Les décors ont aus­si leur part de res­pon­sa­bi­li­té : dans les paro­dies, on pousse tou­jours à l’ex­trême l’es­thé­tique de l’o­ri­gi­nal — par exemple, si on paro­die un film où il y a quelques dorures, on va mettre du doré par­tout jus­qu’à l’é­cœu­re­ment. Là, soyons clairs, tout est abso­lu­ment hideux, avec une indi­ges­tion de bleu, de vert et de doré, une sur­charge de détails à faire pâlir d’en­vie un déco­ra­teur d’in­té­rieur baroque, et des cos­tumes qui font bru­ta­le­ment pen­ser que Kidman était super bien habillée dans l’ou­ver­ture. Les fonds sous-marins de ce film, on dirait le flip qu’a­vait fait Cousteau en pleine des­cente après avoir bouf­fé trois kilos de saupe.

Oh, et puis il y a ces gags sau­pou­drés çà et là, comme la démons­tra­tion que les vins de Sicile, ça pique, la preuve que les marins sont de grands dis­traits même pas fichus de ran­ger cor­rec­te­ment une tor­pille, la reprise de l’ou­ver­ture de la pierre de l’eau du Cinquième élé­ment, Smaug qui garde le tré­sor avant de taper la dis­cute, tout ça.

Deux minutes de paro­die d’Indiana Jones, là comme ça, gra­tui­te­ment, pour le plai­sir. — pho­to Warner Bros et DC Comics

Le truc un peu che­lou, c’est que si tout cela laisse accroire que James Wan a fait dans la paro­die, nombre de scènes font réel­le­ment pen­ser que le film est cen­sé être sérieux, très sérieux. On retrouve ain­si la gran­di­lo­quence pré­ten­tieuse très pre­mier degré de la pre­mière heure de Batman v Superman, les répliques à l’im­pu­tres­cible côté don­neur de leçons typique des DC Comics, les scènes de réunion qui crient « t’as vu comme je suis émou­vante ? » des mélos les plus larmoyants.

Du coup, en fait, quand on fait le bilan, Aquaman attire un adjec­tif plus que tout autre : hilarant.
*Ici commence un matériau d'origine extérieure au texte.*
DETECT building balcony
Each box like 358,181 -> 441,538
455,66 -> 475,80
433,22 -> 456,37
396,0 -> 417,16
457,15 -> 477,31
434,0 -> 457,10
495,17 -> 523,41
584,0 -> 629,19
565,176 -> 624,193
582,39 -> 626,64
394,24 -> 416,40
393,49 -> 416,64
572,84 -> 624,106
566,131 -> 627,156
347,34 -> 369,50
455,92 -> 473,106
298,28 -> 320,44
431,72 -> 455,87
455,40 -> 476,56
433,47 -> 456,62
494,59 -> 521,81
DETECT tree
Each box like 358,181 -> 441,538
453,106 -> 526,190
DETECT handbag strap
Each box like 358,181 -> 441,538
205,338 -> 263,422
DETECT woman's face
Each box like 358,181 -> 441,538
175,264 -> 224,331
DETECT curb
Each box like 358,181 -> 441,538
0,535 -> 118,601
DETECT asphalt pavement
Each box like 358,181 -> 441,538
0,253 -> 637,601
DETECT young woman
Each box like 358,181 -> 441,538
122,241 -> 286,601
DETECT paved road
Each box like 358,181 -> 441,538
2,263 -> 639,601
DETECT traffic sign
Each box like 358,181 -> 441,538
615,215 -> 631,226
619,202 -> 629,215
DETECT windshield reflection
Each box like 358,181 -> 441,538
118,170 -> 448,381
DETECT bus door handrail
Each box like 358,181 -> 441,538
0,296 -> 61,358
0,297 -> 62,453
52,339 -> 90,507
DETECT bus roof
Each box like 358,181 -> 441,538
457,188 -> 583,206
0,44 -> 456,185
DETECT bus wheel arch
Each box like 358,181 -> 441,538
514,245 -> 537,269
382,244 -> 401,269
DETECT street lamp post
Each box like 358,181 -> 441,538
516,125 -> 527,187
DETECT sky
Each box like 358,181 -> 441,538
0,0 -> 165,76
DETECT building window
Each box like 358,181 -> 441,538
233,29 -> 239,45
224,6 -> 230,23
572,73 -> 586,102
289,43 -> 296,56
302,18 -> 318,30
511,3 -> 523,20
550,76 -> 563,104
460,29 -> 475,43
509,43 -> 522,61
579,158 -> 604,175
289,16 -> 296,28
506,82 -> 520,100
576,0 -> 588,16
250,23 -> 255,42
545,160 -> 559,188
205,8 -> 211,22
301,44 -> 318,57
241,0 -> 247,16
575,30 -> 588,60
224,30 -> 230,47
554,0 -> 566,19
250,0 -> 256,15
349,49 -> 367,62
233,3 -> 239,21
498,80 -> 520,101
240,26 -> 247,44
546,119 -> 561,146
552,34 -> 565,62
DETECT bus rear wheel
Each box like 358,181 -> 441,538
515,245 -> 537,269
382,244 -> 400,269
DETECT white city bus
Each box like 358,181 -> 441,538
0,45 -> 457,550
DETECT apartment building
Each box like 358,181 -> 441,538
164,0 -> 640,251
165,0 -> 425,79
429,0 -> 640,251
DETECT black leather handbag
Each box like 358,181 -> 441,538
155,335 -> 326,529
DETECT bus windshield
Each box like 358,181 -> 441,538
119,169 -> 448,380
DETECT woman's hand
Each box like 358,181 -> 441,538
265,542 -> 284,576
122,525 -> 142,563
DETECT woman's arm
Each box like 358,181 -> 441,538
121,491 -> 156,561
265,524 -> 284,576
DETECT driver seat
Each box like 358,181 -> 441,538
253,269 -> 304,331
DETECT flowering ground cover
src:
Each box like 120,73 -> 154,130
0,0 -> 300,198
Il fait (par­fois) rire quand il essaie d’être drôle, même si ça tombe sou­vent un peu à plat par faute de faci­li­tés exces­sives — comme, il faut le recon­naître, pas mal de gags de Mel Brooks. Mais il fait sur­tout rire quand il essaie d’être sérieux, avec ses décors cen­sés émer­veiller qui ne font que pul­vé­ri­ser les rétines, sa musique qui vient sou­li­gner les moments tra­giques de la manière la plus pataude pos­sible, et ses dia­logues tel­le­ment pom­peux que Félix Faure n’y sur­vi­vrait pas.

Mauvais dans l’hu­mour, c’est donc dans le tra­gique héroïque que ce film révèle l’as­pect paro­dique invo­lon­taire qui fait toute sa drô­le­rie. Je pense qu’il pour­ra deve­nir aux étu­diants de la pro­chaine géné­ra­tion ce que Anacondas fut à la mienne : un truc effroya­ble­ment auto-satis­fait, écrit par un ego déme­su­ré convain­cu d’être comique et émou­vant et qui, s’a­vé­rant res­pec­ti­ve­ment pathé­tique et hila­rant, sera par­fait pour finir une soi­rée d’al­coo­li­sa­tion post-partiels.

  1. Et ça fera plai­sir aux Freudiens.